Google PageSpeed Score: What It Means and How to Get 90+
Learn what your Google PageSpeed score really means, which metrics drive it, and the exact copy-paste fixes to push past 90+ without ruining UX.

Your Google PageSpeed score is a 0β100 grade that Lighthouse assigns to a single page load based on six weighted performance metrics. It measures how fast and stable a page feels, not how well it ranks. Getting to 90+ means fixing the biggest contributors β Largest Contentful Paint, Total Blocking Time, and Cumulative Layout Shift β without gutting your design. Critically, the number you stare at in the tool (lab data) is not what Google uses to rank you; that's the real-user field data from the Chrome User Experience Report.
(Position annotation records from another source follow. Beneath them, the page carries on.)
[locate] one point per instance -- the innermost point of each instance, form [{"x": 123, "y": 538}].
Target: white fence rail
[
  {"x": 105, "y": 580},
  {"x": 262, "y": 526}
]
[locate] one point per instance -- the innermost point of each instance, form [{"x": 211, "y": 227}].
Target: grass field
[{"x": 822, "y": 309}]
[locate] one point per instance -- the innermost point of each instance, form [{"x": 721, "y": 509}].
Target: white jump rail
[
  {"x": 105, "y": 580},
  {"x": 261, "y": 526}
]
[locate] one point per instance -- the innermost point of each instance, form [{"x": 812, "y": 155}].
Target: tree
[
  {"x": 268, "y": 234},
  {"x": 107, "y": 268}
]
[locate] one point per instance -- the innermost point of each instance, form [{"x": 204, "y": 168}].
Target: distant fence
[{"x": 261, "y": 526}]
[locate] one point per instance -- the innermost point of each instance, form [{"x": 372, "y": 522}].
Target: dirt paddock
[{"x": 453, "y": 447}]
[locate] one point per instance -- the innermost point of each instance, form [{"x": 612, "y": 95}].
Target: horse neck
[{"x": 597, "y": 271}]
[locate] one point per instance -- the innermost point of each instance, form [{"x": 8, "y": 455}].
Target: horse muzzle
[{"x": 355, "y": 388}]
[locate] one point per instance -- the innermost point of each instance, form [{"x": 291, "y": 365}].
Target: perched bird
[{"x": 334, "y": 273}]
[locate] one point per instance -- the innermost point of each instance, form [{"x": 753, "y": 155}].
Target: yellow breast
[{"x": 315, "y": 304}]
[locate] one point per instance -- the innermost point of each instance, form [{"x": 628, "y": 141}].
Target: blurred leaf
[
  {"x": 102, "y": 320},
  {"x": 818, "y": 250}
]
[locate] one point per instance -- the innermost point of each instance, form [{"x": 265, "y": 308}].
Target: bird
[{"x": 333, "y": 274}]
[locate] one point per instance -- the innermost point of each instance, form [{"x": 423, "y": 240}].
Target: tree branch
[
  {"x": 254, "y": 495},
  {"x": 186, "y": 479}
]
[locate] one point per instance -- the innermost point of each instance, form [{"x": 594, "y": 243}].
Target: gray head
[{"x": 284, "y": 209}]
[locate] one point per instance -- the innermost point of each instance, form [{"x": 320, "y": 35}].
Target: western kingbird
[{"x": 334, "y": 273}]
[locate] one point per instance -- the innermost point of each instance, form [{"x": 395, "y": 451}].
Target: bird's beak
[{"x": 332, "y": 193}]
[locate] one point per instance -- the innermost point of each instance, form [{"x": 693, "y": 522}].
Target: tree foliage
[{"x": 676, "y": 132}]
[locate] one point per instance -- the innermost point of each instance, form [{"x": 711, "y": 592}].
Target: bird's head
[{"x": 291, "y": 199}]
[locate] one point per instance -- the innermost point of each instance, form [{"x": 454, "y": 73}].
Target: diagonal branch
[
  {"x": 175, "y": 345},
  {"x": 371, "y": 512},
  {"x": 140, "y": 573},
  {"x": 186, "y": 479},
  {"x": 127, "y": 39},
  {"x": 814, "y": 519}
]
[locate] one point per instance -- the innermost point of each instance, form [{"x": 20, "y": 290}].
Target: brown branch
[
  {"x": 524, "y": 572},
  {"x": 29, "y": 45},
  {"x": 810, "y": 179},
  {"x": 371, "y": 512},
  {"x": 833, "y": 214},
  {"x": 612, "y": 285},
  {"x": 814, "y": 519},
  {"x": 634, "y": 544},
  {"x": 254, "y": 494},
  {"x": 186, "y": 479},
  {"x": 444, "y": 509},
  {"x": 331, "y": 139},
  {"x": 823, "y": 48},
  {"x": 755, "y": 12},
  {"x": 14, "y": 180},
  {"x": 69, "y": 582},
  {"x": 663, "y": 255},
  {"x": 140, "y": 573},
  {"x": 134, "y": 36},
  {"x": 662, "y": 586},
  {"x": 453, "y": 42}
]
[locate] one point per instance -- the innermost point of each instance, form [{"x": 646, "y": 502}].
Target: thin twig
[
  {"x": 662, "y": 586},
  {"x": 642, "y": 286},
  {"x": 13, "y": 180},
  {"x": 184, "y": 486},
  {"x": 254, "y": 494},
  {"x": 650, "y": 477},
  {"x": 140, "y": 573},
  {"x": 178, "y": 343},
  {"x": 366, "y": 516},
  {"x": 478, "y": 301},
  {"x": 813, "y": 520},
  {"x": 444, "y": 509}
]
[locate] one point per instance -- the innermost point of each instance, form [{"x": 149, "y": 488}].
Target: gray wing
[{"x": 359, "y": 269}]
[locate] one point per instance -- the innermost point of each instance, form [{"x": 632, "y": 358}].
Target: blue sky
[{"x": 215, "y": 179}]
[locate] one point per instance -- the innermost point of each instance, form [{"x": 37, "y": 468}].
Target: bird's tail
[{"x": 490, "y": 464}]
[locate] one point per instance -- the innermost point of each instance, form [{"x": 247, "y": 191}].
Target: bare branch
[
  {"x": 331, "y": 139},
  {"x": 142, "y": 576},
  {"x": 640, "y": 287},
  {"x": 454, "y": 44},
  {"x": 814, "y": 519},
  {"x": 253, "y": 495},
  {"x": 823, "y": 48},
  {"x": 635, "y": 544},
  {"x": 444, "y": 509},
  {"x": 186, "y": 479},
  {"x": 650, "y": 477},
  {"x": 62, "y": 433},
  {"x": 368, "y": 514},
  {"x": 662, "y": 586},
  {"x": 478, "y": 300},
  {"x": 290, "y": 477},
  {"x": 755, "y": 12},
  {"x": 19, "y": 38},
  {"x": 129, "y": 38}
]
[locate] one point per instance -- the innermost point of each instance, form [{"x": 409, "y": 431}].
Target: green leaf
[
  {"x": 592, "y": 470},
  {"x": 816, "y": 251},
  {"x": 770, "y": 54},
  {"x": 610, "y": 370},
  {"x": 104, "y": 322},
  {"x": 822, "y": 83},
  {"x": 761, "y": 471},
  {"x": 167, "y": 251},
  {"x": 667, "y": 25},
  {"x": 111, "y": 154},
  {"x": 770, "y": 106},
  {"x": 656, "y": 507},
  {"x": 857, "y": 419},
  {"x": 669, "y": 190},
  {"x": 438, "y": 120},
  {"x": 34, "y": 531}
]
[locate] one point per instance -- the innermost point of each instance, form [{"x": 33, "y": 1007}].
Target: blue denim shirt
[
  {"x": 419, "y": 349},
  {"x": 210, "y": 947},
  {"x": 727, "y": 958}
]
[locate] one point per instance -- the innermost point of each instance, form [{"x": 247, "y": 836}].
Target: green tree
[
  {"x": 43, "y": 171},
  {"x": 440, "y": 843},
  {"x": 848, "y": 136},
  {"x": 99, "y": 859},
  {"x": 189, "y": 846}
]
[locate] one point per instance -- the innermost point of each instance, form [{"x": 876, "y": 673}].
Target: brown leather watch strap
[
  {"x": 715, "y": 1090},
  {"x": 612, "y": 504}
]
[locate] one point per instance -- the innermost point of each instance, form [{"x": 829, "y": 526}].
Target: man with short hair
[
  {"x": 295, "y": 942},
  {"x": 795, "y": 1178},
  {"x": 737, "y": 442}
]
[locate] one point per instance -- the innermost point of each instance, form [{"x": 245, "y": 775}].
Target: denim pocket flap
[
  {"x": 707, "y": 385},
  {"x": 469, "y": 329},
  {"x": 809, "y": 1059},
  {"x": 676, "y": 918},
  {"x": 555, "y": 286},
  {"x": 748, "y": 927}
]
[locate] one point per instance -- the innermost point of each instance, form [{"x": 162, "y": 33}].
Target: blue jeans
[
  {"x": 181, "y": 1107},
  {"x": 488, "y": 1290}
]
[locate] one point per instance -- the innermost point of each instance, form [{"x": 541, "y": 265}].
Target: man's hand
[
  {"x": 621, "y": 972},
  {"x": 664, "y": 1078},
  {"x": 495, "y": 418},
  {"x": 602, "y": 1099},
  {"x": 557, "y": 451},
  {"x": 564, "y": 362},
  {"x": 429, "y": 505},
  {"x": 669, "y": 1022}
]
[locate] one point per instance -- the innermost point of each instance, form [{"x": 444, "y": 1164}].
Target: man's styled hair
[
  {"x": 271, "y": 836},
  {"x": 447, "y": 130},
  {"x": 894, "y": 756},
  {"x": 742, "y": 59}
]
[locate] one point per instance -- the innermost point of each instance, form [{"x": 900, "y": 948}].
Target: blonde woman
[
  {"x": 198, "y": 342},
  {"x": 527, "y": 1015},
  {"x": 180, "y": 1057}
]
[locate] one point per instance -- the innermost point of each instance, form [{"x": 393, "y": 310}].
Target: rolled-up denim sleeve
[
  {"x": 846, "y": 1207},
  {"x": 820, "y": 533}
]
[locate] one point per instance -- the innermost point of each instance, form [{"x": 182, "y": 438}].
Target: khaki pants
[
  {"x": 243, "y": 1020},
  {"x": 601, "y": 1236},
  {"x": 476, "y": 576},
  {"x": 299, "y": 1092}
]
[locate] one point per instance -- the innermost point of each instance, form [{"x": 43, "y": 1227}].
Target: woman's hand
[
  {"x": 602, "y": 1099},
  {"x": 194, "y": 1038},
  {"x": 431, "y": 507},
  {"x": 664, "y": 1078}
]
So before you delete your fonts and crush your images into mud chasing a perfect 100, understand what the score actually rewards. This guide breaks down every metric, separates lab from field data, and gives you copy-paste fixes ordered by impact.
What Is a Google PageSpeed Score?
Google PageSpeed Insights (PSI) is a free tool that analyzes a web page and produces a performance report. It runs on top of Lighthouse, Google's open-source auditing engine, and returns four scores from 0 to 100: Performance, Accessibility, Best Practices, and SEO.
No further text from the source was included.